Published in News
BAE comes up with new GPS system
Can stop GPS blocking
BAE Systems have come up with a positioning system that it claims works even when GPS is unavailable. According to New Scientist, GPS is a weak, highly jammable signal. In fact anyone with an illegal handheld jammers can do it.
Spoofed GPS-format signal can be created to direct a vehicle (car, aircraft or ship say) in the wrong direction. BAE has come up with what it calls Navigation via Signals of Opportunity (NAVSOP) and it interrogates the airwaves for the ID and signal strength of local digital TV and radio signals, plus air traffic control radars, with finer grained adjustments coming from cellphone masts and WiFi routers.
It is based on the idea that in any area, the TV, radio, cellphone and radar signals will be at constant frequencies and power levels. Because of this positions can always be triangulated from them in the way that Google Maps on a mobile uses local WiFi signals from homes and offices to improve positioning calculations based on cellphone mast and GPS signals.

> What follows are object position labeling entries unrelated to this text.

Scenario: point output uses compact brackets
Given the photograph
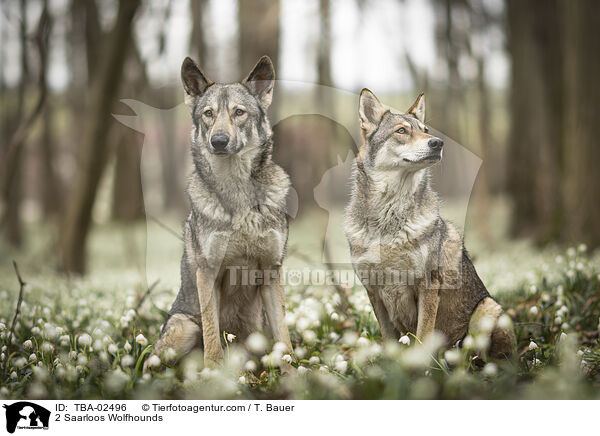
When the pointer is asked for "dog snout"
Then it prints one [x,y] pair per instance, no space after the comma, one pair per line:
[219,141]
[435,143]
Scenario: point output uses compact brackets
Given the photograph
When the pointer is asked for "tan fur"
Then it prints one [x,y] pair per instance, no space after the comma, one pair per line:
[502,341]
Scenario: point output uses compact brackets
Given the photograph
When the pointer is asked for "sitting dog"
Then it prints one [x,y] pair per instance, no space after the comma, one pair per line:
[393,224]
[237,223]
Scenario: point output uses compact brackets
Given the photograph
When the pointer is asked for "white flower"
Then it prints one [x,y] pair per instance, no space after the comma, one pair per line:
[405,340]
[141,339]
[256,342]
[250,365]
[280,347]
[309,336]
[300,352]
[452,356]
[362,342]
[85,339]
[20,362]
[153,361]
[127,360]
[490,369]
[341,366]
[468,342]
[504,322]
[169,354]
[534,310]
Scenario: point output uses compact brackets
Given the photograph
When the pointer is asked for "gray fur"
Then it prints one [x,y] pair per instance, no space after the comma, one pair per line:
[393,223]
[237,218]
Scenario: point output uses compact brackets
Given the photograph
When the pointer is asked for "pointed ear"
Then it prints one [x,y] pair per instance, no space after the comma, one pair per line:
[370,110]
[194,81]
[261,80]
[417,110]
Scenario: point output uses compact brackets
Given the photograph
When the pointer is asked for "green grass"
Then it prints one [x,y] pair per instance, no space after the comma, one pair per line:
[80,338]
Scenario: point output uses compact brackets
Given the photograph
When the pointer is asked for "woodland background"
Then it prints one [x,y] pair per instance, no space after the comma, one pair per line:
[514,82]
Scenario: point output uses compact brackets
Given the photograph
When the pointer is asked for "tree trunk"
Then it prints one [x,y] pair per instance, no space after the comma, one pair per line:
[197,41]
[258,32]
[95,147]
[128,204]
[534,149]
[581,147]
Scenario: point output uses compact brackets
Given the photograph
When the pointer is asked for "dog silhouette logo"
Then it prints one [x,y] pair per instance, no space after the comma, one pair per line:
[26,415]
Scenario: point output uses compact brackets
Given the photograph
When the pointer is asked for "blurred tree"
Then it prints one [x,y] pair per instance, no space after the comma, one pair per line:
[127,195]
[12,163]
[535,135]
[94,147]
[581,112]
[554,110]
[197,41]
[258,32]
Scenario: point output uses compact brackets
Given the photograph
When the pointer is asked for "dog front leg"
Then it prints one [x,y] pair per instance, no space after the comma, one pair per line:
[429,299]
[388,331]
[273,297]
[209,312]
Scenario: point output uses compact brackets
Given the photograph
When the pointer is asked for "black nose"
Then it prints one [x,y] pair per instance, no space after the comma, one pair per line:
[435,143]
[219,142]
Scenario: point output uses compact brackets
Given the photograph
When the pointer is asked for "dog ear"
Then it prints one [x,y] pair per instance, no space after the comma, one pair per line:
[261,81]
[194,81]
[417,110]
[370,110]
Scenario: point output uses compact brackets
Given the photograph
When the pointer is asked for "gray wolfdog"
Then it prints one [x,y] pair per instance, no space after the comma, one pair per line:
[393,224]
[237,220]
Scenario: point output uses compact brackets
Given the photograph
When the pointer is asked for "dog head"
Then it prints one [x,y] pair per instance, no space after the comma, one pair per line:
[396,141]
[229,118]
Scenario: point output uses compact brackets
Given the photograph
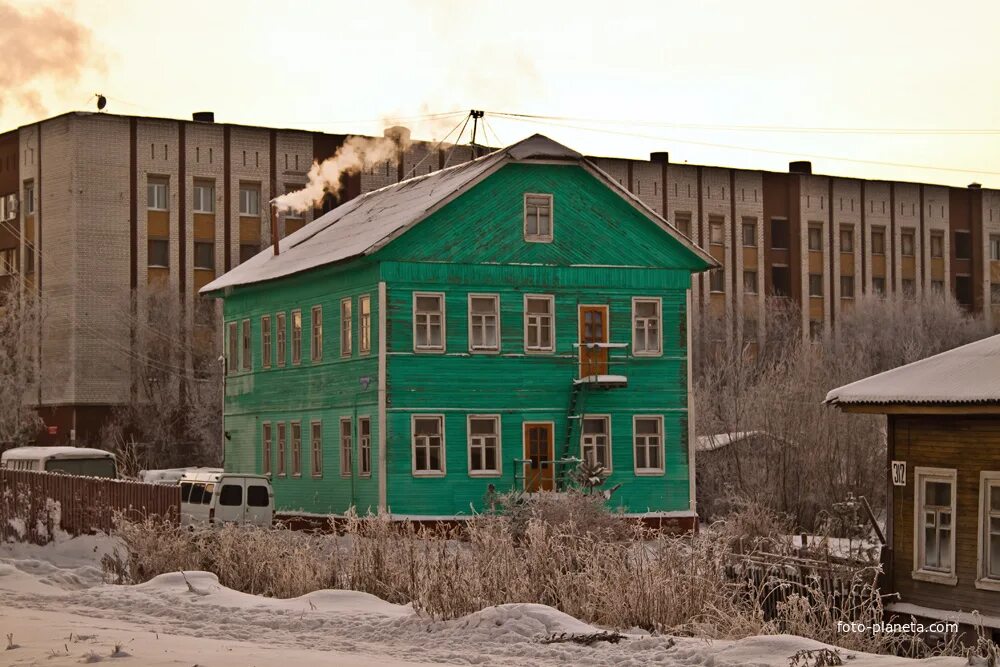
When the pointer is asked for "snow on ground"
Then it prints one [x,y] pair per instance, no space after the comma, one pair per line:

BAE said that the infrastructure required to make it work is already in place. "Software defined radio" microchips that run NAVSOP routines can easily be integrated into existing satnavs. The firm believes the technology will work in urban canyons where GPS signals cannot currently reach. Ironically it will also use the signals from GPS jammers to build a radio picture of an area. It is accurate to a few metres.